(dpa) - Thousands of supporters of war crimes suspect Radovan Karadzic rallied Tuesday amid a strong police presence, challenging Serbia's government not to hand him over to the UN tribunal in The Hague.
Some estimates put the crowd in Belgrade's downtown pedestrian mall at 10,000. The US embassy earlier said up to 100,000 people might attend.
Serbia's ultranationalist opposition Radical Party organized the rally, hoping for the biggest show of defiance yet to pro-Western President Boris Tadic since Serbian authorities arrested Karadzic last week, ending 12 years on the run.
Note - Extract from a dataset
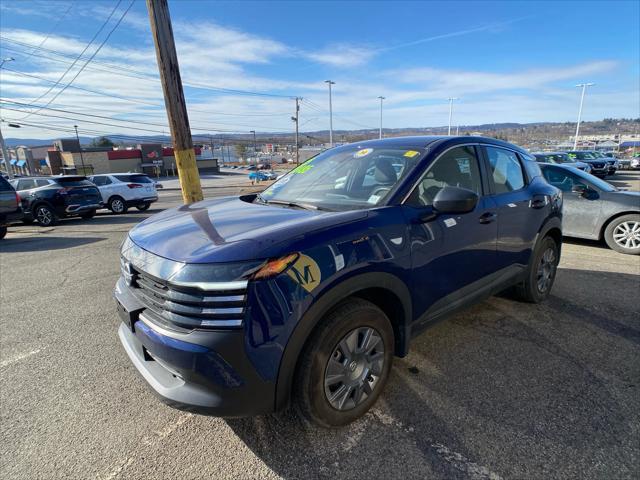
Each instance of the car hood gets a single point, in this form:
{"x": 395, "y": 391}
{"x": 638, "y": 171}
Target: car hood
{"x": 230, "y": 229}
A large "Freedom for Serbia" hung on a stage set up on a central square. Protesters waves Serbian flags, sang nationalist songs and hoisted banners with pictures of Karadzic, the former Bosnian Serb leader, and war crimes fugitive Ratko Mladic.
After the one-hour rally, the demonstrators planned to march through central Belgrade.
Strong police forces were in place at major embassies, government buildings, and on the march route's streets.
When the ultranationalist party organized a major protest against Kosovo's independence from Serbia in February, mobs torched the US and other embassies and looted stores in the Serb capital.
The US embassy in Serbia closed early Tuesday because of the rally and warned citizens to avoid downtown Belgrade.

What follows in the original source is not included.